The people in the artists' room began to sit down with a slight air of resignation. The French actor looked at the very pointed toes of his varnished boots and composed his india-rubber features into a solemn, almost priestly, expression. Lady Holme went over to a sofa near the screen and listened attentively to the duet, but from time to time she glanced towards the middle of the room where Miss Schley was still calmly standing up with Leo holding the bouquet. The mother from Susanville had subsided on a small chair with gilt legs, spread out her meagre gown, and assumed the aspect of a roosting bird at twilight.
Fritz stood up with his back against the wall, staring at Miss Schley.
His face still looked bloated. Presently Miss Schley glanced at him, as if by accident, looked surprised at seeing him there, and nodded demurely. He made a movement forward from the wall, but she immediately began to whisper to Leo Ulford, and after remaining for a moment in an attitude of angry hesitation he moved backward again. His face flushed scarlet.

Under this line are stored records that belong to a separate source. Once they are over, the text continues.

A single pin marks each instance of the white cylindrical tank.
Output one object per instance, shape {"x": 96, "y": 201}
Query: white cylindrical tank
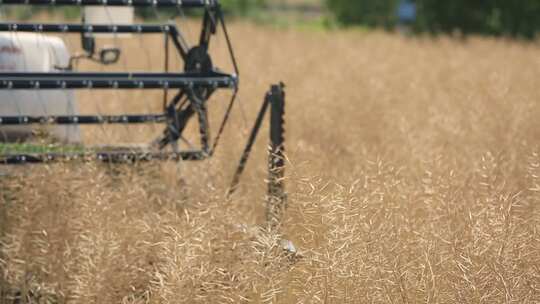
{"x": 29, "y": 52}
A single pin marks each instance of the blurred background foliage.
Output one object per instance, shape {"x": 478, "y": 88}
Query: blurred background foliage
{"x": 495, "y": 17}
{"x": 513, "y": 18}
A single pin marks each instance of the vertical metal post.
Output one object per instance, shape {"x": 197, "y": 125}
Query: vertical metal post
{"x": 277, "y": 198}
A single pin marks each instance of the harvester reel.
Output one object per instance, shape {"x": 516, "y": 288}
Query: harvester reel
{"x": 190, "y": 91}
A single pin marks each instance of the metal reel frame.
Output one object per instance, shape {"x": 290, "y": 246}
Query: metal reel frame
{"x": 195, "y": 85}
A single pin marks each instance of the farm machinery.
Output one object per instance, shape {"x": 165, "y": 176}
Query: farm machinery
{"x": 186, "y": 93}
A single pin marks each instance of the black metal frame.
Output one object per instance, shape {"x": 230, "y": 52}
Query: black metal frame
{"x": 194, "y": 87}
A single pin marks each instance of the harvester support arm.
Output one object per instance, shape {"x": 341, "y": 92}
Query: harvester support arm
{"x": 275, "y": 99}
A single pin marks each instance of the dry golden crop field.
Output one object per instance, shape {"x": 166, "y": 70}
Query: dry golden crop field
{"x": 413, "y": 176}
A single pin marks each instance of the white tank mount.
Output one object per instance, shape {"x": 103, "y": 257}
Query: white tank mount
{"x": 29, "y": 52}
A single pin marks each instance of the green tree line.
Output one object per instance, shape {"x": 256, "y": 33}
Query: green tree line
{"x": 517, "y": 18}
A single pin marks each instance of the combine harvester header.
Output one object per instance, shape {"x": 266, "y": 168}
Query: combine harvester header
{"x": 199, "y": 80}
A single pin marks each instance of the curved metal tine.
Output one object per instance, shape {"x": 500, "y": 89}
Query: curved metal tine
{"x": 118, "y": 44}
{"x": 182, "y": 15}
{"x": 202, "y": 112}
{"x": 3, "y": 16}
{"x": 70, "y": 110}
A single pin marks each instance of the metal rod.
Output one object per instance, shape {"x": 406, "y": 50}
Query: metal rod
{"x": 135, "y": 3}
{"x": 23, "y": 80}
{"x": 83, "y": 119}
{"x": 85, "y": 28}
{"x": 277, "y": 197}
{"x": 106, "y": 156}
{"x": 249, "y": 146}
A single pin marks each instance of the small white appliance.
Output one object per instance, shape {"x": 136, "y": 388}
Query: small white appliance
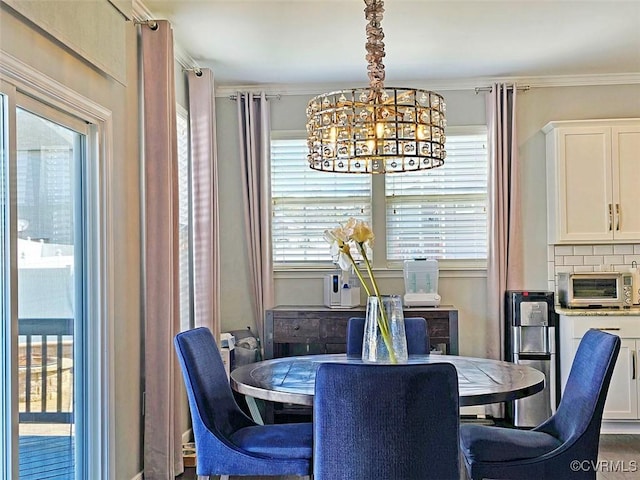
{"x": 635, "y": 274}
{"x": 341, "y": 292}
{"x": 596, "y": 289}
{"x": 421, "y": 283}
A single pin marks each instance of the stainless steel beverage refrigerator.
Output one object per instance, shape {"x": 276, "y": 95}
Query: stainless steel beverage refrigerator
{"x": 531, "y": 339}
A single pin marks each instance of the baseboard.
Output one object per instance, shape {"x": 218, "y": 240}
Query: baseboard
{"x": 477, "y": 410}
{"x": 620, "y": 427}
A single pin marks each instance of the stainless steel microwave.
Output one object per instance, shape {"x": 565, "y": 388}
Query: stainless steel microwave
{"x": 595, "y": 289}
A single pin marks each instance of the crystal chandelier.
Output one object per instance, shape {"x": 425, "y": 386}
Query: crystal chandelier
{"x": 376, "y": 129}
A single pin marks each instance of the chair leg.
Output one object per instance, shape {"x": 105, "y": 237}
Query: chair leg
{"x": 253, "y": 409}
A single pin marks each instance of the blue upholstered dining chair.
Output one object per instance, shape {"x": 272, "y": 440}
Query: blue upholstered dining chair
{"x": 227, "y": 441}
{"x": 415, "y": 330}
{"x": 569, "y": 438}
{"x": 386, "y": 422}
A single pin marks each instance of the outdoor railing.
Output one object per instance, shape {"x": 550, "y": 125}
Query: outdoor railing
{"x": 45, "y": 367}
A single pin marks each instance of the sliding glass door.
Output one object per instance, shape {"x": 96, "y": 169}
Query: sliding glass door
{"x": 44, "y": 291}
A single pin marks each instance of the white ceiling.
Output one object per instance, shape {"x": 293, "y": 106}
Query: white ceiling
{"x": 293, "y": 42}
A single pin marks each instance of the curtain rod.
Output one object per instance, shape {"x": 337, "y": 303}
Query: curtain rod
{"x": 276, "y": 96}
{"x": 196, "y": 70}
{"x": 524, "y": 88}
{"x": 152, "y": 24}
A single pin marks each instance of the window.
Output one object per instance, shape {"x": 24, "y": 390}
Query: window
{"x": 305, "y": 203}
{"x": 184, "y": 214}
{"x": 439, "y": 213}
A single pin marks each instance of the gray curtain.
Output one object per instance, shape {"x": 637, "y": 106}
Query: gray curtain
{"x": 254, "y": 126}
{"x": 204, "y": 197}
{"x": 162, "y": 438}
{"x": 504, "y": 264}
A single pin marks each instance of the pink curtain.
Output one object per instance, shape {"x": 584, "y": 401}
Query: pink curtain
{"x": 504, "y": 263}
{"x": 255, "y": 128}
{"x": 162, "y": 438}
{"x": 205, "y": 206}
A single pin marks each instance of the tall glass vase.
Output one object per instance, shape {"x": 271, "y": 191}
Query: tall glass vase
{"x": 384, "y": 338}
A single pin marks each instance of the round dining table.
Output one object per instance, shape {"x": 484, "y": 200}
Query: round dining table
{"x": 480, "y": 380}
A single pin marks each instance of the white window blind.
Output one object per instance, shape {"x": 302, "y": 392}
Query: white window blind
{"x": 441, "y": 213}
{"x": 305, "y": 203}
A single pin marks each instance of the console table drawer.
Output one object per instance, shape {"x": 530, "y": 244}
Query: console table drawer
{"x": 294, "y": 329}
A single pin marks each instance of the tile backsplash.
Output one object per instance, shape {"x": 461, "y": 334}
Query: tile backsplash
{"x": 590, "y": 258}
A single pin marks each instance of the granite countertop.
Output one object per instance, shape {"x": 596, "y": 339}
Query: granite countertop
{"x": 599, "y": 312}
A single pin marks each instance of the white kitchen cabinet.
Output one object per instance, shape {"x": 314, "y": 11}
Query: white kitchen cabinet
{"x": 624, "y": 390}
{"x": 593, "y": 181}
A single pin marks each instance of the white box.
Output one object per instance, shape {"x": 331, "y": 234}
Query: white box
{"x": 225, "y": 353}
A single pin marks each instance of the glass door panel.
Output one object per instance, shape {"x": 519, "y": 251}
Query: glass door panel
{"x": 49, "y": 260}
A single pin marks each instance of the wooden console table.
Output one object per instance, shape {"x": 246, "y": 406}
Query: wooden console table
{"x": 302, "y": 330}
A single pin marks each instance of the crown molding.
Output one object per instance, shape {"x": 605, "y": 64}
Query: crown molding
{"x": 441, "y": 85}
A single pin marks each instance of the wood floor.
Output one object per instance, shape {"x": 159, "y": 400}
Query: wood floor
{"x": 618, "y": 459}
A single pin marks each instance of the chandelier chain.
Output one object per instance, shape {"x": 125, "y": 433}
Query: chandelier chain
{"x": 375, "y": 44}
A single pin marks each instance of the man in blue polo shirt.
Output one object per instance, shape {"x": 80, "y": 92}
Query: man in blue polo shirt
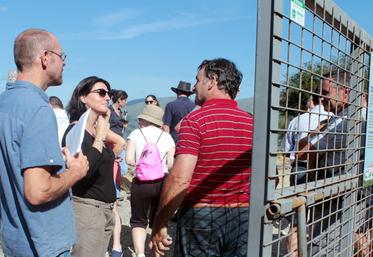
{"x": 178, "y": 109}
{"x": 36, "y": 211}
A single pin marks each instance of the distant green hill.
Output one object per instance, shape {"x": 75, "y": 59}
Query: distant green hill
{"x": 136, "y": 106}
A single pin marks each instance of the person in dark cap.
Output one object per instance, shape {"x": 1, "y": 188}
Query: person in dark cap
{"x": 178, "y": 108}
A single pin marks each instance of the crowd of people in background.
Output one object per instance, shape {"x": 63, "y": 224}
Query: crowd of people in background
{"x": 190, "y": 162}
{"x": 60, "y": 203}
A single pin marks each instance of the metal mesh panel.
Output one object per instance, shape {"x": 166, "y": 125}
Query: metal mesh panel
{"x": 315, "y": 204}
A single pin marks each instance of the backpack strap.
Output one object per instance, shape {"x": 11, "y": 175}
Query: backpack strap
{"x": 158, "y": 149}
{"x": 159, "y": 137}
{"x": 144, "y": 136}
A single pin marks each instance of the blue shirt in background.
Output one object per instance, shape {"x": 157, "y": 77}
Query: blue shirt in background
{"x": 28, "y": 138}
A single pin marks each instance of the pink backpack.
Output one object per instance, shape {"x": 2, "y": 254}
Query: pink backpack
{"x": 149, "y": 166}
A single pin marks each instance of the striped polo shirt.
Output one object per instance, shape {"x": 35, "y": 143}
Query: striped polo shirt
{"x": 220, "y": 135}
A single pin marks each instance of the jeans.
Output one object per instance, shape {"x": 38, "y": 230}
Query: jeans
{"x": 212, "y": 231}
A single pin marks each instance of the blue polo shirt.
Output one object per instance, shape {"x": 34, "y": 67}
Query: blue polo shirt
{"x": 28, "y": 138}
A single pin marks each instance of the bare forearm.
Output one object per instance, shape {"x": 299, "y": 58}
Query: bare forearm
{"x": 51, "y": 188}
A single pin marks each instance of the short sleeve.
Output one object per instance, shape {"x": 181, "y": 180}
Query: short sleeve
{"x": 189, "y": 137}
{"x": 39, "y": 144}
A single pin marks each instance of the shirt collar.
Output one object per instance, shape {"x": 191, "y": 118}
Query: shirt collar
{"x": 220, "y": 101}
{"x": 29, "y": 86}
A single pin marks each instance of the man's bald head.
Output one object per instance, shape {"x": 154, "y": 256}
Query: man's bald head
{"x": 28, "y": 45}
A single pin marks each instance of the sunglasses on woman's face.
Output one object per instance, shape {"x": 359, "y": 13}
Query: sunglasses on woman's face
{"x": 101, "y": 92}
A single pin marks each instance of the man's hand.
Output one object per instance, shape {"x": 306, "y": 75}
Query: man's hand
{"x": 78, "y": 165}
{"x": 160, "y": 241}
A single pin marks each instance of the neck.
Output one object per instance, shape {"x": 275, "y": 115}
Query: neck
{"x": 91, "y": 122}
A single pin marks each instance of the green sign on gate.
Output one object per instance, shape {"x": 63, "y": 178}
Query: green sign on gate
{"x": 298, "y": 11}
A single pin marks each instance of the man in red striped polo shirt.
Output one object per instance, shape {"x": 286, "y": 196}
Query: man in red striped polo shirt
{"x": 210, "y": 180}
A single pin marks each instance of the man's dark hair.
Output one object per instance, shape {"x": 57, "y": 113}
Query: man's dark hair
{"x": 55, "y": 102}
{"x": 339, "y": 76}
{"x": 76, "y": 108}
{"x": 226, "y": 73}
{"x": 118, "y": 94}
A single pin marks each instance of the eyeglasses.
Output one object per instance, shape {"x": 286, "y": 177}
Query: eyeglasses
{"x": 101, "y": 92}
{"x": 62, "y": 55}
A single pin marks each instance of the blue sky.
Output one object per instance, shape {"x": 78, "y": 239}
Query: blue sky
{"x": 144, "y": 47}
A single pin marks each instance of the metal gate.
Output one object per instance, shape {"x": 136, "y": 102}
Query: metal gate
{"x": 309, "y": 200}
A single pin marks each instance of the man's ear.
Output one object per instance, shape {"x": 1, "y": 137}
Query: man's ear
{"x": 44, "y": 59}
{"x": 213, "y": 82}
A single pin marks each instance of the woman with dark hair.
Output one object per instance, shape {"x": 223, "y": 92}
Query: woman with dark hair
{"x": 117, "y": 119}
{"x": 151, "y": 99}
{"x": 94, "y": 195}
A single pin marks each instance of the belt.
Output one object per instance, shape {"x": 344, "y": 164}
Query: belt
{"x": 93, "y": 202}
{"x": 217, "y": 205}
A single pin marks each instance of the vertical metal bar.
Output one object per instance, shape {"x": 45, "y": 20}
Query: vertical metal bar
{"x": 302, "y": 231}
{"x": 263, "y": 64}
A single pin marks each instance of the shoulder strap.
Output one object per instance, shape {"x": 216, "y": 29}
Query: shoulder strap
{"x": 144, "y": 136}
{"x": 159, "y": 137}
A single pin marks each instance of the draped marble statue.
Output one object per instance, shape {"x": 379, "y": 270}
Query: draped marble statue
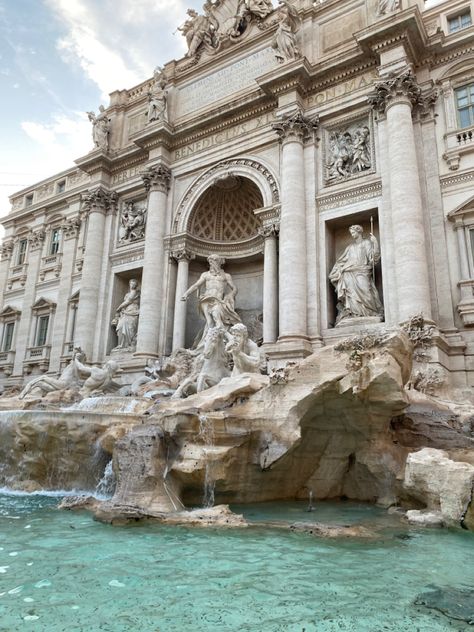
{"x": 216, "y": 295}
{"x": 284, "y": 41}
{"x": 100, "y": 128}
{"x": 353, "y": 278}
{"x": 126, "y": 318}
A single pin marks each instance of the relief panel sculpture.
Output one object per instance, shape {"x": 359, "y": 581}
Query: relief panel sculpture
{"x": 132, "y": 223}
{"x": 349, "y": 152}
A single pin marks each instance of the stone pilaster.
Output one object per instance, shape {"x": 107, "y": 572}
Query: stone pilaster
{"x": 396, "y": 97}
{"x": 70, "y": 232}
{"x": 96, "y": 204}
{"x": 270, "y": 283}
{"x": 157, "y": 181}
{"x": 179, "y": 324}
{"x": 6, "y": 252}
{"x": 35, "y": 245}
{"x": 293, "y": 129}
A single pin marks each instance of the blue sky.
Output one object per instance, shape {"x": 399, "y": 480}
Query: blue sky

Lady Holme realised that he was making a fool of himself. She saw several pairs of eyes turned towards him, slight smiles appearing on several faces. The French actor had begun to watch him with an expression of close criticism, as a stage manager watches an actor at rehearsal. But she did not feel as if she cared what Fritz was doing.
The sound of the violin had emphasised her odd sensation of having nothing to do with what was going on in the room. Just for one hour Fritz's conduct could not affect her.
Very soon people began to whisper round her. Artists find it very difficult to listen to other artists on these occasions. In a minute or two almost everybody was speaking with an air of mystery. Miss Schley put her lips to Leo Ulford's ear. Evidently she had a great deal to say to him. He began to pout his lips in smiles. They both looked across at Lord Holme. Then Miss Schley went on murmuring words into Leo's ear and Leo began to shake with silent laughter. Lord Holme clenched his hands at his sides. The French actor, still watching him closely, put up a fat forefinger and meditatively traced the outline of his own profile, pushing out his large flexible lips when the finger was drawing near to them. The whole room was full of the tickling noise of half-whispered conversation.